Monday, May 09, 2005

When I can.

"I am a sinner who does not expect forgiveness. But I'm not a government official."

Francis Wolcott, Deadwood

I've heard some mixed reviews about last night's Deadwood. I'll agree that it wasn't the best episode of the season, but it was pretty damn great in my opinion. With one notable exception, there was great scene after great scene.

The funny. This episode did not lack humor. The standouts were Richardson standing in front of the large antlers and "praying" to them for little William Bullock's well-being. Farnum's quip to the new Rev. Cramed that he should not look to the left if he finds idolatry offensive, followed by a cut to Richardson had me laughing out loud. The exchange between Commissioner Jarry and Silas Adams was priceless. And Doc Cochran explaining that he would be at Joanie Stubbs', operating on a whale? Awesome.

The poignant. Trixie's meltdown throughout the entirety of the episode and her argument with Sol in the Gem saloon. Sol is always so level-headed, it's fun to watch him lose his cool, snap at Al, tell Dorrity to get lost and call Trixie out on her motives for working at the hardware store. Tom Nutall crying behind his bar - no good deed goes unpunished in this camp and he removes the offending bicycle that had previously given everyone in the camp a laugh. Hostetler and the NG discussing their options out by the campfire. Hostetler's commentary on why he would rather kill himself than be killed by the settlers was touching and under the circumstances, completely understandable.

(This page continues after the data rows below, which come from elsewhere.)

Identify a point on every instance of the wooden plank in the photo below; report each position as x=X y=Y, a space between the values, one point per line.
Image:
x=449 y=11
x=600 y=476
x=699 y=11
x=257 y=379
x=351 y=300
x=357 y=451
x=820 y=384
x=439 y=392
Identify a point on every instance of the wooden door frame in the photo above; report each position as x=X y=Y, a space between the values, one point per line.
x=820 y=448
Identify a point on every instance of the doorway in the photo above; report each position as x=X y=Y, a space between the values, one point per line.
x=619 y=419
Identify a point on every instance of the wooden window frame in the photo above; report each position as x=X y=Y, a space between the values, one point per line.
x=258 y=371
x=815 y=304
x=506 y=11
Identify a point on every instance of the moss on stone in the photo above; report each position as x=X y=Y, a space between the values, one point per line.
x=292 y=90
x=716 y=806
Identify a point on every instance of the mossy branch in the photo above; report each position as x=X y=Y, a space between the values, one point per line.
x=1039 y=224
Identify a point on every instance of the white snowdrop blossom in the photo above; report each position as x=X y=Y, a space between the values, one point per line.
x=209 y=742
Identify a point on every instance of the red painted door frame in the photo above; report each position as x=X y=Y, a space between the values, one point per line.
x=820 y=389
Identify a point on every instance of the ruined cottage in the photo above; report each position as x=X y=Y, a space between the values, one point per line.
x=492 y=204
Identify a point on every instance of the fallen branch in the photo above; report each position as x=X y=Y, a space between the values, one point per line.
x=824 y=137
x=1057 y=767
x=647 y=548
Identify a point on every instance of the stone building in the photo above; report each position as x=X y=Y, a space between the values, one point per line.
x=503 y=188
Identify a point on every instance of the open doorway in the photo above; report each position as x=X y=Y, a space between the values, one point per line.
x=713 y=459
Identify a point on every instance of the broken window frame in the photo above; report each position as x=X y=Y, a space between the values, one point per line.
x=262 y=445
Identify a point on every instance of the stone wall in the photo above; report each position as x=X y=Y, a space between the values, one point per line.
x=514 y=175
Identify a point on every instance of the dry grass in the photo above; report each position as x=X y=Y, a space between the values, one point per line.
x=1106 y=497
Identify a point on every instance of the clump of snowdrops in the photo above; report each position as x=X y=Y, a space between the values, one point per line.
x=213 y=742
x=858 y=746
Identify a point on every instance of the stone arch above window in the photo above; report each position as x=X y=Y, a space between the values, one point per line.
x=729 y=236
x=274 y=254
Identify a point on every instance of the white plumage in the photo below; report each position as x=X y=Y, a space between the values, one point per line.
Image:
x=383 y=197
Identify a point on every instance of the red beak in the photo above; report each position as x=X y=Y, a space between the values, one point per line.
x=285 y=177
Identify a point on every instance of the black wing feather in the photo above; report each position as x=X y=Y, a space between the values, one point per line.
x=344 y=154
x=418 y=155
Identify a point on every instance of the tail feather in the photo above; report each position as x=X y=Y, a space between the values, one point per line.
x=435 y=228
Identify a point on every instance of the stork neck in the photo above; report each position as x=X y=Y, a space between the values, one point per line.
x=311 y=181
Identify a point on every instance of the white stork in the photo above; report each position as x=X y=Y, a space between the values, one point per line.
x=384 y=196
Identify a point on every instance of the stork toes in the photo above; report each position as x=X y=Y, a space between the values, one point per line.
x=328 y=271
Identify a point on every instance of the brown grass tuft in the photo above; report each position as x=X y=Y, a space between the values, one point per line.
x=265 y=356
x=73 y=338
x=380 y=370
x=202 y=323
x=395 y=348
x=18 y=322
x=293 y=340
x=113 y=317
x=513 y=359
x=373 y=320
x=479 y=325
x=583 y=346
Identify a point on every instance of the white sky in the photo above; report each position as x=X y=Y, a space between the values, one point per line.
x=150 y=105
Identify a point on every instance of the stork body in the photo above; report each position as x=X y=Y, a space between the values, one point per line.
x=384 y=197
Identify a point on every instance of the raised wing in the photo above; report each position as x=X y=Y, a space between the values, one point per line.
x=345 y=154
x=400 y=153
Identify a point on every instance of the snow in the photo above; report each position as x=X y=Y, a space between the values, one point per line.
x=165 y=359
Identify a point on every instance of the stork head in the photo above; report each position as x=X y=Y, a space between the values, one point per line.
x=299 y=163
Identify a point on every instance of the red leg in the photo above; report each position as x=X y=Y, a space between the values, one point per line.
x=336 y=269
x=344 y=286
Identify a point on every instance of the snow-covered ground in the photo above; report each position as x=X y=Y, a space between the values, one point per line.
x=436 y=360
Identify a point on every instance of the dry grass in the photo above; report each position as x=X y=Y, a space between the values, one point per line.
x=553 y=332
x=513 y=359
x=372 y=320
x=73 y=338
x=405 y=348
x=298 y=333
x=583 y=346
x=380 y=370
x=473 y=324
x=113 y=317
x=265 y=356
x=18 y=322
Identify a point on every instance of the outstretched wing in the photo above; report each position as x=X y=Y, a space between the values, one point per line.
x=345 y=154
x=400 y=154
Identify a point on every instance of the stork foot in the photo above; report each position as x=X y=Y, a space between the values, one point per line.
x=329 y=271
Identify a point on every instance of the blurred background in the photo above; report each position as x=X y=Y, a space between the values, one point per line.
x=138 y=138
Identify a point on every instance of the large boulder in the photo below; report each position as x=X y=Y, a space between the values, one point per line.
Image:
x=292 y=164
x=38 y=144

Supposed to be poignant, but wasn't. Of course, the scene where the Bullocks talk to young William while he lies unconscious and near death. I think I might have been moved if Seth hadn't been there. He annoys me.... I couldn't help but feel that his own sadness at what happened has more to do with his self-centered attitude than anything else. It would be nice if he could stop thinking about himself for two minutes and maybe lend some support to Martha. And really, I'd like to see a little rage with the grief from Martha. But when they were talking to William, I felt nothing.... the whole thing felt very contrived and over-done, which is not a criticism that I frequently have of this show.

What's next? Is Miss Isringhausen really gone? Will Al get his elections? FYI, we can expect the imminent arrival of George Hearst, who will be played by Major Dad Gerald McRaney.